As an analogy, one might view the cloud as a large drone air force and Oracle as last guy selling jet fighters.  There might be a market for piloted fighter aircraft, but the trend is inexorably towards less expensive automated systems that remove the hands-on professional from the equation.

The cloud, in its full manifestation, presents a mortal threat to this license fee/bundle revenue stream and there is no easy way to make up the difference.   Central to Oracle’s pricing strategy has been the argument that the value per seat of Oracle software increases with the total number of users able to access the same data and application.  In network terms this is known as Metcalf’s law, from 3Com founder and Ethernet inventor Dr. Robert Metcalf.    

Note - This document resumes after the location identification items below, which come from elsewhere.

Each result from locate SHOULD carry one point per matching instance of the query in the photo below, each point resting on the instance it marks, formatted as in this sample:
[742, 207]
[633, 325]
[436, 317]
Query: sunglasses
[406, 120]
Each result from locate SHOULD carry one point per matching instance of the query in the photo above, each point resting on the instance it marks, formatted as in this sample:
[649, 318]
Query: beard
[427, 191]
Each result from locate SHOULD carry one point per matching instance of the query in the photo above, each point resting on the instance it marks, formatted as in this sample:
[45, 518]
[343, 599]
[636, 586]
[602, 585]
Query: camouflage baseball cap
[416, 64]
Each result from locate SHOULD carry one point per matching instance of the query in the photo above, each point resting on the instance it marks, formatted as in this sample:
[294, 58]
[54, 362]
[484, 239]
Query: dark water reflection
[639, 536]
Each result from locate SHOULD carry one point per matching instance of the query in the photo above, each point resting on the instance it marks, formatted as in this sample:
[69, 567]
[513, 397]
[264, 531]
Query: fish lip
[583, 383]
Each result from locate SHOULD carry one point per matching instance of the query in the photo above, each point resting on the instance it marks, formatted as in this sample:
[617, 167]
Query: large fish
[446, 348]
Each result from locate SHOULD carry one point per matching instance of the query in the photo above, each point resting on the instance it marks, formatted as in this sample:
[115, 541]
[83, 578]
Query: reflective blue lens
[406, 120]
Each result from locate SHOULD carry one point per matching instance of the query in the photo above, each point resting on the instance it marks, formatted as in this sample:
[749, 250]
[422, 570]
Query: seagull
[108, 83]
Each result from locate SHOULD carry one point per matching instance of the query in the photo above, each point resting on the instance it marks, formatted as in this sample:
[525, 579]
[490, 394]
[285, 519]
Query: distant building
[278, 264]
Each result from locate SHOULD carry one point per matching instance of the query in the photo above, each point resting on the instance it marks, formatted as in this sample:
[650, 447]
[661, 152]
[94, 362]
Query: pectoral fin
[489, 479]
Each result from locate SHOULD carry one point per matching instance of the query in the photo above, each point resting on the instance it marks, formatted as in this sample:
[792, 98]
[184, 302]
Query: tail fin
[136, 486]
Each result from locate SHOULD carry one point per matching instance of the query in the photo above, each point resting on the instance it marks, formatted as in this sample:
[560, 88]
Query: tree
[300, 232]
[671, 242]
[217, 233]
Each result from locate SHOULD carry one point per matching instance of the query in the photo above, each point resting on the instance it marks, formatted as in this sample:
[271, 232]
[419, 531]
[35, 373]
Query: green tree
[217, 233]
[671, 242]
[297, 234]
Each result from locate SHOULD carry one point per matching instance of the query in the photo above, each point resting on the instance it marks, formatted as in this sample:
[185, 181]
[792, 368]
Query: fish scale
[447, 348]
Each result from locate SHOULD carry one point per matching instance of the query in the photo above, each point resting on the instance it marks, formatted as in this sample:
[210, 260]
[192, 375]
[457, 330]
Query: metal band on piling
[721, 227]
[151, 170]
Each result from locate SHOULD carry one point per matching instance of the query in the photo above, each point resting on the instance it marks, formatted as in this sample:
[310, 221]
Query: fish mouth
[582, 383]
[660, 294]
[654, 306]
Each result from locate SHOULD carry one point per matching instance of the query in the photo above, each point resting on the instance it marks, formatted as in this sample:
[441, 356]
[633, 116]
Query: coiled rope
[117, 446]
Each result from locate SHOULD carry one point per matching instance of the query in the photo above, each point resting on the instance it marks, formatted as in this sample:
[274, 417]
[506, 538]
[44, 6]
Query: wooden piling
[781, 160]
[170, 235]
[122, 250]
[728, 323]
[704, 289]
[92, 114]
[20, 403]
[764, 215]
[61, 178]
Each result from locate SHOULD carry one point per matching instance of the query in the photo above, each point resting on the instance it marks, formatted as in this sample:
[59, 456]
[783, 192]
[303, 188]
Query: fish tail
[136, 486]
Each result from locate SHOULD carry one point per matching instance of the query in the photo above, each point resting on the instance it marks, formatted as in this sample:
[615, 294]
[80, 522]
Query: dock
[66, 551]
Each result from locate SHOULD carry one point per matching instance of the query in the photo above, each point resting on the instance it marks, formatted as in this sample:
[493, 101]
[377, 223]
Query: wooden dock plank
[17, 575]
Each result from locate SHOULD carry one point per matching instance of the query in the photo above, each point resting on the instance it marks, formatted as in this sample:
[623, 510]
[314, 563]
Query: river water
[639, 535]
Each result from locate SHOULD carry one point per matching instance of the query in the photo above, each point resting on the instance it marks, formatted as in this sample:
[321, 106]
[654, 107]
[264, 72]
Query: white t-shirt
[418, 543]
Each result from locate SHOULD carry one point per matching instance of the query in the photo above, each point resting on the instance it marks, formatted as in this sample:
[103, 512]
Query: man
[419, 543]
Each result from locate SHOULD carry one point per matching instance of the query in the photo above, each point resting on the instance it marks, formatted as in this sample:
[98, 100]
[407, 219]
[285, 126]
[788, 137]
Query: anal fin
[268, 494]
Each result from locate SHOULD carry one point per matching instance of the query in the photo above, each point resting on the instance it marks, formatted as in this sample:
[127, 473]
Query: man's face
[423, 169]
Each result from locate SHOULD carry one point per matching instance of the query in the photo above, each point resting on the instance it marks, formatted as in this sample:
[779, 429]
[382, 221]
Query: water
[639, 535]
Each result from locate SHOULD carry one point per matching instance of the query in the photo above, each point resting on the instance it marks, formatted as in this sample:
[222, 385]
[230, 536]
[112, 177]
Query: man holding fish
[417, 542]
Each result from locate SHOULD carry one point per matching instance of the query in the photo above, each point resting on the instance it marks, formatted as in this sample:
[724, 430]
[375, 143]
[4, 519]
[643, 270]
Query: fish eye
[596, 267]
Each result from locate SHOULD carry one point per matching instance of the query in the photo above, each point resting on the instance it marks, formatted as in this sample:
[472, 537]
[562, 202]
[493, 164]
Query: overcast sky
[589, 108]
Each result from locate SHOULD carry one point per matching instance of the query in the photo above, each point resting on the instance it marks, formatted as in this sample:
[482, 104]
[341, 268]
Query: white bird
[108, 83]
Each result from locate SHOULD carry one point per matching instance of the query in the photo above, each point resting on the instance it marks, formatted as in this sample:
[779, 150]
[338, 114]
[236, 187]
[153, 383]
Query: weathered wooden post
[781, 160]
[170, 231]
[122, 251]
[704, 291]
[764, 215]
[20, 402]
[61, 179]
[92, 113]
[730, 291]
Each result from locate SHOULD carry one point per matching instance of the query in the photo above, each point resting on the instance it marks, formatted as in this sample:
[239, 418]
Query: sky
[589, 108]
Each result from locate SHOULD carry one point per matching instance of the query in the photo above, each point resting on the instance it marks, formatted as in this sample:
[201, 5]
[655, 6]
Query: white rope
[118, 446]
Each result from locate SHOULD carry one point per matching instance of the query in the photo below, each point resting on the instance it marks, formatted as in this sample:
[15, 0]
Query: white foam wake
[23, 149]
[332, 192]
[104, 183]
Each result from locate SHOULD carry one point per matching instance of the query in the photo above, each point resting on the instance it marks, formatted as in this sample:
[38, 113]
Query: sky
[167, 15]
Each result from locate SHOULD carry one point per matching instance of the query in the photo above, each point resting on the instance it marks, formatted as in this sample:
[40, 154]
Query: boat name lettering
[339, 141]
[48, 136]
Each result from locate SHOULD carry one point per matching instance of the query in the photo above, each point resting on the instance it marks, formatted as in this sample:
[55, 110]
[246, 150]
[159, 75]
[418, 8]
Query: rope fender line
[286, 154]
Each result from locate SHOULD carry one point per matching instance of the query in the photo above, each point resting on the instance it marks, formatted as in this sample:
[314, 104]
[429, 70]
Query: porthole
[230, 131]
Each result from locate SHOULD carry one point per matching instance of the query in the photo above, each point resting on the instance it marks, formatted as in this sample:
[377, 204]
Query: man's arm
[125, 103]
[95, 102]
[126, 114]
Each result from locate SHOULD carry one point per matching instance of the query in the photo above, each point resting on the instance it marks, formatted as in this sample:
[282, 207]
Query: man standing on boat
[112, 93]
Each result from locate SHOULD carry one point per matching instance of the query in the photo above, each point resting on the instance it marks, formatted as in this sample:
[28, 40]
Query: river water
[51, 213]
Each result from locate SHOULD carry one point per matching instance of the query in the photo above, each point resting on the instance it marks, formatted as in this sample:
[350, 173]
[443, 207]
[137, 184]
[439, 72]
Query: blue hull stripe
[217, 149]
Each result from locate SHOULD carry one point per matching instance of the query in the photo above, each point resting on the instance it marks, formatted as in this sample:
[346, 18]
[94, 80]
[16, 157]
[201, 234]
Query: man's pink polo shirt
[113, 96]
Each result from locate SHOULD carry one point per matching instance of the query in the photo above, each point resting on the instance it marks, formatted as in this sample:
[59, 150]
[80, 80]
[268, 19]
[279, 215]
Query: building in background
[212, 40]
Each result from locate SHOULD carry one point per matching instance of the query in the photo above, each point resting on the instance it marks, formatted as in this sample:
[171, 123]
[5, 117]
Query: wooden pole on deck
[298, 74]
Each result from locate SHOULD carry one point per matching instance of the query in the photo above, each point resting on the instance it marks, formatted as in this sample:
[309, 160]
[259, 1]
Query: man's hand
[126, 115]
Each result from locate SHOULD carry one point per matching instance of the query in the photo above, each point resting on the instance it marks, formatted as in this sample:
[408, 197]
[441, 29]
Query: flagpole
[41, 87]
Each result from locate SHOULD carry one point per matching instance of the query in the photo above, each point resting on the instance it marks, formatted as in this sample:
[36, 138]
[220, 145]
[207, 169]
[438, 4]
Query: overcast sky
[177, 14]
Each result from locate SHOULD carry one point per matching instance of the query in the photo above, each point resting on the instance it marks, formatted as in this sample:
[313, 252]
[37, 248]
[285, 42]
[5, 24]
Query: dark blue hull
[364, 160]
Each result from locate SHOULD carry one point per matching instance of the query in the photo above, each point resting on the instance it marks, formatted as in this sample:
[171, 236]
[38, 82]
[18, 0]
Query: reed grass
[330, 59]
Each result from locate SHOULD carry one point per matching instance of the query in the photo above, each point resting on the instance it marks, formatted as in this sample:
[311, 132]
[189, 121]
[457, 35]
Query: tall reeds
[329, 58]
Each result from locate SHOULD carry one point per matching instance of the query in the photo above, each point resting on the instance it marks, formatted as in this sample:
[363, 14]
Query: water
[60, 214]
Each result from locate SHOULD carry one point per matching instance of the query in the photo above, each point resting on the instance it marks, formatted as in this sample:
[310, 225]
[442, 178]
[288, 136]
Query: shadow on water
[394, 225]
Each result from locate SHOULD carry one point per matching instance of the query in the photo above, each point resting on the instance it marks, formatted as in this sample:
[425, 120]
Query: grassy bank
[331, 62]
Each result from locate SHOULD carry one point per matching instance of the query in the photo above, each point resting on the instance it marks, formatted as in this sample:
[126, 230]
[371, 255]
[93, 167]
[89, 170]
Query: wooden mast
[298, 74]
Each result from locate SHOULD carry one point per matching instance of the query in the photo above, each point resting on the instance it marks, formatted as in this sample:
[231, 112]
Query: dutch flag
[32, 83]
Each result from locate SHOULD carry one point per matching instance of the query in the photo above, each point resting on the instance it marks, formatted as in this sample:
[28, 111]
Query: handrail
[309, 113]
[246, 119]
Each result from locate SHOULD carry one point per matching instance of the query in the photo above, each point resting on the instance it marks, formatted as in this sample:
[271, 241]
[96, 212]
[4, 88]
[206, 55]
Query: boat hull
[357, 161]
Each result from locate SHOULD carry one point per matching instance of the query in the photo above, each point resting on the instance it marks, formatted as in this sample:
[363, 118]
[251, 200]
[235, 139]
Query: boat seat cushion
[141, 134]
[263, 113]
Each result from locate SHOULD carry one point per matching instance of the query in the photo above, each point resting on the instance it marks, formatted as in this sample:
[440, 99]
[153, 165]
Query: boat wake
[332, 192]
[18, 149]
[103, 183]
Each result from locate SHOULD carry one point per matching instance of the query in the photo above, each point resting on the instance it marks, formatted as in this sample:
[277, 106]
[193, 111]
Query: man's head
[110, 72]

Cloud based computing virtually removes the Metcalf’s law argument from the discussion.  There are many ways to split up databases to run on the cloud that are easier to manage and higher performing than traditional relational databases. In other words, Oracle’s high-end custom build systems are competing with cloud-based solutions that have no licensing fee, and are better integrated with the web. 

For example, for the same price as an Oracle high-end hardware database setup, one could cobble together 20,000 credit card sized Intel Edison systems, running as a distributed Google server, and theoretically process all of Google’s search traffic for the entire world.   

While Oracle might have great hardware and software for the old platform such technology might be more akin to a carbon fiber buggy whip. 

While, Kitzhaber may have been stupid for buying the last horse buggy sold before the Model-T rolled out, the current fight with Oregon may be good for Oracle. The stakes are so high in the lawsuit that Oracle now has no choice but adapt or die, which, sooner or later, is a choice every dinosaur needs to face.